Resposta curta: o modo plano é um modo de permissões do Claude Code em que o modelo explora seu código e propõe uma abordagem sem tocar nos arquivos. A documentação da Anthropic descreve exatamente assim: no modo plano, o Claude lê arquivos e executa comandos de shell somente de leitura para explorar, mas não edita seus arquivos-fonte e, onde o modo auto está disponível, também rodam os comandos aprovados pelo classificador. Ele aparece como Plan na CLI e na extensão do VS Code. Você chega nele pressionando Shift+Tab para percorrer os modos de permissão, ou iniciando a sessão com claude --permission-mode plan. Não custa nada a mais: é um modo, não um recurso pago.

O que está incluído

O modo plano convive com os outros modos de permissão do Claude Code, e vale conhecer as diferenças porque elas determinam quanta supervisão cada um exige.

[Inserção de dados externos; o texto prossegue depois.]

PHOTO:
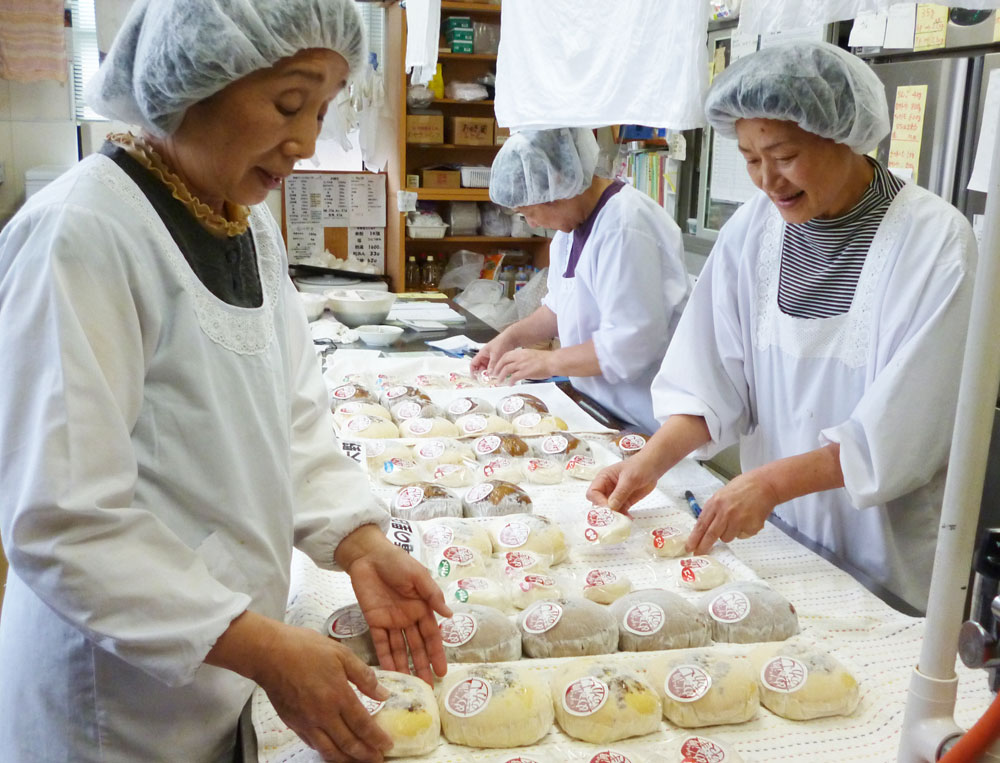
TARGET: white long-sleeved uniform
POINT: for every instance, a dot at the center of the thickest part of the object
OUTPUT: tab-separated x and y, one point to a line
881	379
628	293
160	453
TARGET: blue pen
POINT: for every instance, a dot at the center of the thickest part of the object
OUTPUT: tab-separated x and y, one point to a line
695	508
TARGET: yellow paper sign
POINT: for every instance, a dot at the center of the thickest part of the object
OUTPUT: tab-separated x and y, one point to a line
907	128
931	27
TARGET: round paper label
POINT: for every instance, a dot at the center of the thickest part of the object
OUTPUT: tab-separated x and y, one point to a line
514	534
511	405
478	492
409	497
644	618
555	444
458	629
729	607
460	406
468	697
347	622
542	616
599	577
687	683
488	444
784	674
585	696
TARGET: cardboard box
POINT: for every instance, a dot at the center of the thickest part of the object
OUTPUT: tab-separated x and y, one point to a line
425	128
470	131
435	178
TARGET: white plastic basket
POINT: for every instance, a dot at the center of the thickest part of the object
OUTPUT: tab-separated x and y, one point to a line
475	177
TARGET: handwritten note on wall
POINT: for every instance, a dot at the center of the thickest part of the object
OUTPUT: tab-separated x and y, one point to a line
907	128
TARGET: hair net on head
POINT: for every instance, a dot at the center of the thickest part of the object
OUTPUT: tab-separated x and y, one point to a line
824	89
170	54
538	166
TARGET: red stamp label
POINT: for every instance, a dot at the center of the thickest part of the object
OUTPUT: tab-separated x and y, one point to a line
585	696
468	697
542	616
687	683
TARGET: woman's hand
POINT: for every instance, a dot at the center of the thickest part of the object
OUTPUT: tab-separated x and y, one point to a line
737	510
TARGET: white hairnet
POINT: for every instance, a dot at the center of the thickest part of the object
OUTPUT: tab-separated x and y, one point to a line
824	89
170	54
538	166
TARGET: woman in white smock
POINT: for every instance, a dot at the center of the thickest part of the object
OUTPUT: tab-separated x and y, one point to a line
825	334
166	436
616	282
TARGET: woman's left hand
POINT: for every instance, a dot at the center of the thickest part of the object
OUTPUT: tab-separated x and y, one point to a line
399	599
738	510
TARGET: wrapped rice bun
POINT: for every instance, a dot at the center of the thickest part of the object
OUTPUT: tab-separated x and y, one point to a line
702	687
494	498
652	619
494	706
605	586
567	628
601	702
701	573
410	716
512	406
529	532
746	612
476	633
490	446
463	406
348	626
421	501
801	682
479	590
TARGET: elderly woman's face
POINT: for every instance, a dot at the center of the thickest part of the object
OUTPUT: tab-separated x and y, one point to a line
804	175
238	144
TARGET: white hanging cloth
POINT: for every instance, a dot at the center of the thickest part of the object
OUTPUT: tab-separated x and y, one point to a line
765	16
589	63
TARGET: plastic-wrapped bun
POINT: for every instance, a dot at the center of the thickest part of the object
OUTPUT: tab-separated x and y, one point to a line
567	628
746	612
420	427
702	573
369	426
475	633
473	424
495	498
410	716
605	586
480	590
348	626
529	532
601	702
702	687
438	534
463	406
652	619
667	541
494	706
423	500
801	682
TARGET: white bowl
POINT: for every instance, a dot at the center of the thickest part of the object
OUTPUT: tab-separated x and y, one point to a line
359	307
379	336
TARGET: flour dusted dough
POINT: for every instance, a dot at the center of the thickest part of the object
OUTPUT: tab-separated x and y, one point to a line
601	702
651	619
701	687
801	682
410	716
567	628
748	611
494	706
476	633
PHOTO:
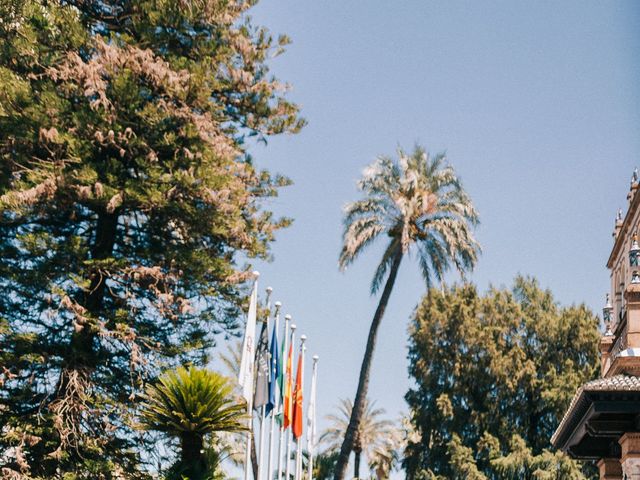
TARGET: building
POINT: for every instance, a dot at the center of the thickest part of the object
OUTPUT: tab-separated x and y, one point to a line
603	419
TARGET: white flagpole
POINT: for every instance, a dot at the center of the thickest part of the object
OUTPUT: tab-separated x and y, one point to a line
288	431
274	411
247	371
285	350
263	413
311	418
298	474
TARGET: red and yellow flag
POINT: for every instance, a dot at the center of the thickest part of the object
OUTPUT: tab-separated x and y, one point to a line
297	402
287	403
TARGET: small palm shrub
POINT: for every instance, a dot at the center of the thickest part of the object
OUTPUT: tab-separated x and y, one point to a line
189	404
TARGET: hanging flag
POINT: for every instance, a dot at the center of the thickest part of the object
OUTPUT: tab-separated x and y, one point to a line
287	405
311	409
261	396
274	371
245	376
297	401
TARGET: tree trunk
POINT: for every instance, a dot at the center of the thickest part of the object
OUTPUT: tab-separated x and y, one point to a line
365	369
193	464
356	463
80	361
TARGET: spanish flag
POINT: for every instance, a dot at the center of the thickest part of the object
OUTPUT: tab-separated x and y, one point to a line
297	401
287	405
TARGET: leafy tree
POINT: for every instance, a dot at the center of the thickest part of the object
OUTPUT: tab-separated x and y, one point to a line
376	438
416	202
494	374
128	204
189	404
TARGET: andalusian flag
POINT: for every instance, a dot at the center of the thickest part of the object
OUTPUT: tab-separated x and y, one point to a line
288	380
297	401
274	372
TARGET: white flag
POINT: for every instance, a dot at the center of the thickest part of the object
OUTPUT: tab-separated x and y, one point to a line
245	377
311	409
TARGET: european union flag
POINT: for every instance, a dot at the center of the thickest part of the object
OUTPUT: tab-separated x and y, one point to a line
274	372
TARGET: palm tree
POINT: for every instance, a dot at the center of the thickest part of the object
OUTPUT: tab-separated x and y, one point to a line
189	404
237	444
374	438
417	202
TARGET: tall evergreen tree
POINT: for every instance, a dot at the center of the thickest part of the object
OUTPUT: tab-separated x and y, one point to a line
416	202
127	205
494	374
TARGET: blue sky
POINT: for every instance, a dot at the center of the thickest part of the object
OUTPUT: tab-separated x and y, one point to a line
537	105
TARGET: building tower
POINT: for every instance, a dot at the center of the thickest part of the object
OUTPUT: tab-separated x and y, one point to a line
603	419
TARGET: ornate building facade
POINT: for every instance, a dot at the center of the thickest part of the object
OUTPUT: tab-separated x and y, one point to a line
603	419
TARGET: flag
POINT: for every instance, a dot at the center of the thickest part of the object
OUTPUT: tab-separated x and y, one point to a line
311	409
274	371
261	395
297	401
245	376
282	368
287	407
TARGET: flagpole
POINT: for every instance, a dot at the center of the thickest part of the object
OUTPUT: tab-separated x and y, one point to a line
263	413
288	431
311	425
276	326
248	345
285	351
298	474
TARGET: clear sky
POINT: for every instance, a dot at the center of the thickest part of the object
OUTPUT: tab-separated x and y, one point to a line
537	105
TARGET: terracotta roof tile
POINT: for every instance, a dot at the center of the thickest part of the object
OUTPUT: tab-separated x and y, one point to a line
617	383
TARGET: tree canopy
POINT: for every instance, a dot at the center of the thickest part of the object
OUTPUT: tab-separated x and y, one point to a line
128	207
494	374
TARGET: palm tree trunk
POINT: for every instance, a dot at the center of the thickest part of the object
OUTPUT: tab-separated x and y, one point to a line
365	369
192	458
356	464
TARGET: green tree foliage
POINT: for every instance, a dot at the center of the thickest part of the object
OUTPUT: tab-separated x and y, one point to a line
190	404
418	204
494	375
377	438
128	205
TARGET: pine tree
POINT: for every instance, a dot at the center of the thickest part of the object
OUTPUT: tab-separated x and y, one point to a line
494	374
128	204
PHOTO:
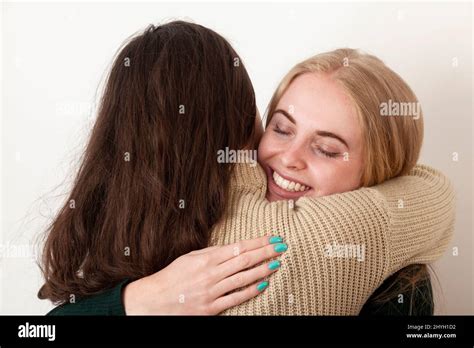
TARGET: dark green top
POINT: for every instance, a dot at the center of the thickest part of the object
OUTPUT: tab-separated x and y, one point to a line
416	301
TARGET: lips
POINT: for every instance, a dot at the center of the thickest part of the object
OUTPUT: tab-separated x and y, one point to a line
289	185
276	193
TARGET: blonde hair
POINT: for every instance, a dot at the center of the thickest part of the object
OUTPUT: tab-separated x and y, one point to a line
391	143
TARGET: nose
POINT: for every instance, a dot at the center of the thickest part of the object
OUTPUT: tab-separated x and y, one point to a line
293	157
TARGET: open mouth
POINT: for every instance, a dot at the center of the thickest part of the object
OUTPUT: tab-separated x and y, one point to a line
287	184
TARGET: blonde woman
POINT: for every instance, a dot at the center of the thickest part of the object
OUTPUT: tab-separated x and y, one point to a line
310	279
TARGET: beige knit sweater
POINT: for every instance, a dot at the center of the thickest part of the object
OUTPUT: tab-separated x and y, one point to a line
340	247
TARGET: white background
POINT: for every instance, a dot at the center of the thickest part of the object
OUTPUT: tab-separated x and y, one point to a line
54	57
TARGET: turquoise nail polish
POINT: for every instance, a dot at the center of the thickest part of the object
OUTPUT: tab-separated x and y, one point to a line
274	265
262	286
275	239
280	247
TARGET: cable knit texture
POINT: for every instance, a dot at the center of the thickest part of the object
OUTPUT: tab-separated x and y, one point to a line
340	247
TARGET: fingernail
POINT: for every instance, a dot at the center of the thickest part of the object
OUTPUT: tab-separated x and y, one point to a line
274	265
280	247
262	286
275	239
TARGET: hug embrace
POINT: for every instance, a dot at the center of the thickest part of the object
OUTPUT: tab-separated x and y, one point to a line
336	218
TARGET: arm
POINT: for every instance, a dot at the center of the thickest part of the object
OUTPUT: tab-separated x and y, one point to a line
341	247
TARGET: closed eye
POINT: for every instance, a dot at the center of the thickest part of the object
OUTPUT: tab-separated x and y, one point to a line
326	153
278	130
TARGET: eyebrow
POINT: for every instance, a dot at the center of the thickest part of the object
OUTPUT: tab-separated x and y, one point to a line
319	132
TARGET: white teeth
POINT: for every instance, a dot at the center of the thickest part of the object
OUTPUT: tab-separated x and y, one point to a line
288	185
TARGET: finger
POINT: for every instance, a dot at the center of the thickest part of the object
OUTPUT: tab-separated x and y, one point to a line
245	278
230	251
238	297
248	259
205	250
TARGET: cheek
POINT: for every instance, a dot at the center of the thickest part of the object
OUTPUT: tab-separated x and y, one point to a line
330	176
265	148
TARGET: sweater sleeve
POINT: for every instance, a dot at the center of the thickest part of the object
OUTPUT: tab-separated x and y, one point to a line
108	302
340	247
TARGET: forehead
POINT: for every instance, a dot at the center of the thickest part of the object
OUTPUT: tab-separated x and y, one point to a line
317	101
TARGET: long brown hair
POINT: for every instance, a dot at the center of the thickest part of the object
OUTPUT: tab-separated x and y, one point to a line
149	187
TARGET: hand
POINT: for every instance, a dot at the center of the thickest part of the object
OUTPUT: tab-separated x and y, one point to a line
198	283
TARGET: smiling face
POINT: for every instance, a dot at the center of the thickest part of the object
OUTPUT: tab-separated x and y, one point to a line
312	145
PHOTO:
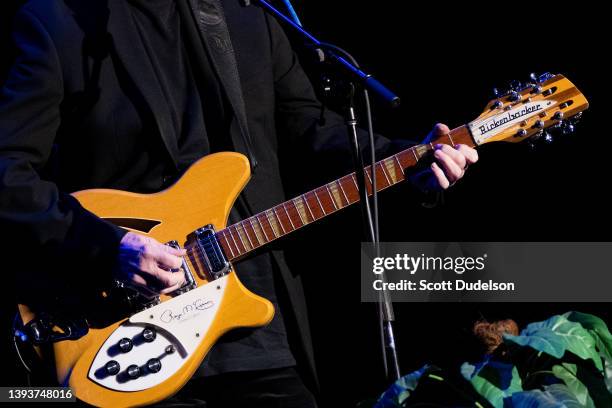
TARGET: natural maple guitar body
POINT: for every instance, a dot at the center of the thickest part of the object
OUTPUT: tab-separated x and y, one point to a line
153	353
204	195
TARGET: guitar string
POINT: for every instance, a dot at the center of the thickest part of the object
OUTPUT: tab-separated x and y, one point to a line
194	251
272	215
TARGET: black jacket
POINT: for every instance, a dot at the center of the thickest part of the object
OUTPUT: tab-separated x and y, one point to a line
81	100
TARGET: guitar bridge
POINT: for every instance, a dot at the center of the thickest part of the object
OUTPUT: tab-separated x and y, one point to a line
214	258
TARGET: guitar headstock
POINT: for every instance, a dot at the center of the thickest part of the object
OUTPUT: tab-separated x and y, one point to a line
530	110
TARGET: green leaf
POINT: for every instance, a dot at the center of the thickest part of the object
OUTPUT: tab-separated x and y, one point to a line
494	380
553	396
399	392
568	373
597	328
557	335
608	374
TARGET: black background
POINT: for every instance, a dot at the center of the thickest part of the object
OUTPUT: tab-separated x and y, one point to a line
444	61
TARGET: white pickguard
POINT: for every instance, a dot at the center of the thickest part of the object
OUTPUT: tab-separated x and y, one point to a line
485	129
181	322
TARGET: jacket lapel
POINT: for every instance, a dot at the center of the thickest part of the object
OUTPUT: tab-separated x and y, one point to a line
131	52
214	33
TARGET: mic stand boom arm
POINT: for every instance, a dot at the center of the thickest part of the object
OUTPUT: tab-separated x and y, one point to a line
369	83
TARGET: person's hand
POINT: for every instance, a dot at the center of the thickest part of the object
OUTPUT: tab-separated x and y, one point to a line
146	265
449	166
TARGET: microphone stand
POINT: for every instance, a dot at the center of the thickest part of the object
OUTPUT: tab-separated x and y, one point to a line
355	77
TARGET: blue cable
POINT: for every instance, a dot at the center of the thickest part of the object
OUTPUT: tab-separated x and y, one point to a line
292	12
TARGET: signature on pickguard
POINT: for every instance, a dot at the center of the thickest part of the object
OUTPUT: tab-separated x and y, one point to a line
169	315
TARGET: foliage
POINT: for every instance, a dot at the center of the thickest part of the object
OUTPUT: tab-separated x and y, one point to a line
564	361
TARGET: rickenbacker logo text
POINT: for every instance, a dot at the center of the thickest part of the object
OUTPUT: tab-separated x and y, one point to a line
508	117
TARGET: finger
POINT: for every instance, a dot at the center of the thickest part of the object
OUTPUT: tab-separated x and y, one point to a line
168	279
438	130
175	251
471	155
440	176
139	283
455	155
170	289
167	260
451	169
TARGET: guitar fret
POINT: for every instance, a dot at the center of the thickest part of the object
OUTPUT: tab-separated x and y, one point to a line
331	197
354	178
236	242
390	165
262	228
280	222
274	226
369	178
288	216
319	201
398	162
254	231
382	168
300	212
350	191
246	232
228	244
339	183
308	207
241	238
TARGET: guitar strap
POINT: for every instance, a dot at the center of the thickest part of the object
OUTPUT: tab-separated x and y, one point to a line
205	19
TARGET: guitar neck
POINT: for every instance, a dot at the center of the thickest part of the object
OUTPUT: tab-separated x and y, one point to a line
254	232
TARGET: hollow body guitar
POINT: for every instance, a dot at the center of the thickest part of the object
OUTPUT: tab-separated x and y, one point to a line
150	355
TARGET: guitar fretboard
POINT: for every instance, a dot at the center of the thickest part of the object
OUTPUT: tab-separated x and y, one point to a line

A Anthropic documenta os modos assim. default, rotulado como Manual na CLI, nas extensões do VS Code e do JetBrains e no aplicativo de desktop, pede permissão no primeiro uso de cada ferramenta. acceptEdits aceita automaticamente edições de arquivos e comandos comuns de sistema de arquivos como mkdir, touch, mv e cp para caminhos dentro do diretório de trabalho ou de additionalDirectories. plan explora sem editar. auto aprova chamadas de ferramentas automaticamente, com verificações de segurança em segundo plano que conferem se as ações batem com o que você pediu. dontAsk nega ferramentas automaticamente, salvo aprovação prévia. bypassPermissions pula os pedidos de permissão, exceto em ações que nenhum modo aprova sozinho.

O que você ganha no modo plano é acesso total de leitura e nenhum acesso de escrita. O Claude pode abrir arquivos, seguir os imports, rodar comandos de shell somente de leitura para entender o projeto e montar um retrato fiel de como algo funciona antes de propor uma mudança. O que ele não pode fazer é editar seu código.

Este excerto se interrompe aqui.